How do policymakers encourage people to make better decisions about their mortgage?
Buying a home is the most important financial decision the average person makes in their lifetime. The choice will affect their finances for decades, and, worryingly for regulators, the sum of a population’s decisions can have a profound impact on the wider economy.
As such, policymakers across the globe often find themselves searching for ways to shore up potential risks by nudging people towards better financial decisions. For mortgages, a transaction that many find complicated and intimidating, theories and expectations can only go so far.
Instead, empirical research designed to specifically understand exactly what goes through the average person’s mind when they buy a house is necessary to making effective policy changes. Two pieces of work undertaken by researchers from Imperial College Business School, both using a similar philosophy, have revealed very different answers for different countries.
Rate pressure
In 2004, David Miles, Professor of Financial Economics at Imperial College Business School, was commissioned by Gordon Brown, then Chancellor of the Exchequer, to review the structure of the UK’s mortgage market. The review’s research made clear that many people struggle to understand the costs and risks of a mortgage. Many based their decision on the level of initial monthly repayments as opposed to the lifetime borrowing cost of the loan, and others did not understand how future changes in the interest rate could affect the value of their investment.
“The thing that is particularly difficult for people to work out is: What changes will there be three, four or five years in the future?” Professor Miles said. “Even financial market professionals are often spectacularly wrong about things like where the level of interest rates will go. How could you expect households to be as well informed as them?”
Research designed to specifically understand exactly what goes through the average person’s mind when they buy a house is necessary to making effective policy changes
Among the changes implemented in the UK’s 2014 Mortgage Market Review, which was based on Professor Miles’ work, borrowers now go through a stress-test to see how they would manage a significant increase in the interest rate. Miles believes that this is particularly important in the current financial environment where rates are at an historic low.
“It's pretty much inevitable that from here, maybe not over the next 12 months but over the next few years, rates are going to go up, and maybe go up a lot,” Professor Miles said.
“Hopefully we'll be in a situation where we may avoid what has happened many times in the history of the UK, which is when interest rates go up significantly many households really struggle to pay the mortgage.”
Helping Indian households finance their needs
The same research philosophy is now leading to similar reforms on the other side of the world. Tarun Ramadorai, Professor of Financial Economics at Imperial College London, was given a similar, albeit broader, mandate in 2016 by Raghuram Rajan, Governor of the Reserve Bank of India.
Taking the same approach of analysing real-world behaviour, the Ramadorai Committee made a sweeping selection of policy recommendations covering the insurance, credit, and asset markets.

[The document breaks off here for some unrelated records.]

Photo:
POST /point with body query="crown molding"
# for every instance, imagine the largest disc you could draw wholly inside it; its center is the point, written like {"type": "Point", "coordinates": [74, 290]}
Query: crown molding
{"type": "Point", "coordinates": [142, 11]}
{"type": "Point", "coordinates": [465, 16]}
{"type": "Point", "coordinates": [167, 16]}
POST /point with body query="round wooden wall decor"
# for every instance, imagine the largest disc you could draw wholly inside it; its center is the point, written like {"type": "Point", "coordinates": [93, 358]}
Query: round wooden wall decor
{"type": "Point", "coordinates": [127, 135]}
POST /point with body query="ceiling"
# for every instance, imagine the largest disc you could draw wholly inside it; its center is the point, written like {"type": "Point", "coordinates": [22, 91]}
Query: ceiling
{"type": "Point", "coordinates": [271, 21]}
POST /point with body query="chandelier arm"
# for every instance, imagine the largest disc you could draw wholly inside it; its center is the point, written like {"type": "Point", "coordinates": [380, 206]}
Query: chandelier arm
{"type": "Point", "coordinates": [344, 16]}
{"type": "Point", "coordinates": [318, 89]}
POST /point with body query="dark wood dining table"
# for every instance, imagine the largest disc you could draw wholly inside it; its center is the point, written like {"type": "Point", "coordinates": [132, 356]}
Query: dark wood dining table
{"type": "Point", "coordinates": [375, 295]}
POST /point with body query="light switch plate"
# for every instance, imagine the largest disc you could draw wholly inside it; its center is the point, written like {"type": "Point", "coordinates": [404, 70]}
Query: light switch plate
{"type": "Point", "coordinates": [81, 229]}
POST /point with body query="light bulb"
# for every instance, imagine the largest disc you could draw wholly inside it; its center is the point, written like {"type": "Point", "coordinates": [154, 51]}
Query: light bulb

Professor Ramadorai said his committee ultimately sought the answer to two core questions: “What does a typical Indian household balance sheet look like, and what changes are required to best enable Indian households to finance their needs?”
Mortgage credit occupies a fairly low share of the average Indian household's balance sheet, but the report included the significant recommendation that all mortgages being sold be quoted against a common benchmark.
The Ramadorai Committee made a sweeping selection of policy recommendations covering the insurance, credit, and asset markets
“The big problem with consumer choice is if households are offered a set of very confusingly labelled options which are incommensurable, then it becomes difficult for them to ascertain which product is actually the best one for them,” Professor Ramadorai said. “By putting all of the products on a level playing field it aids mortgage choice a great deal.”
The change also aids monetary policy. “The central bank no longer has to pull multiple levers in order to get monetary policy transmission through to the average household budget,” Professor Ramadorai explained. “Now they have only one lever to pull, which is much more effective.”
Behind future interest rate rises lurks the next potential financial crisis, but empirical research into how people actually behave, not just what they are expected to think or do, is designing better policies across the globe.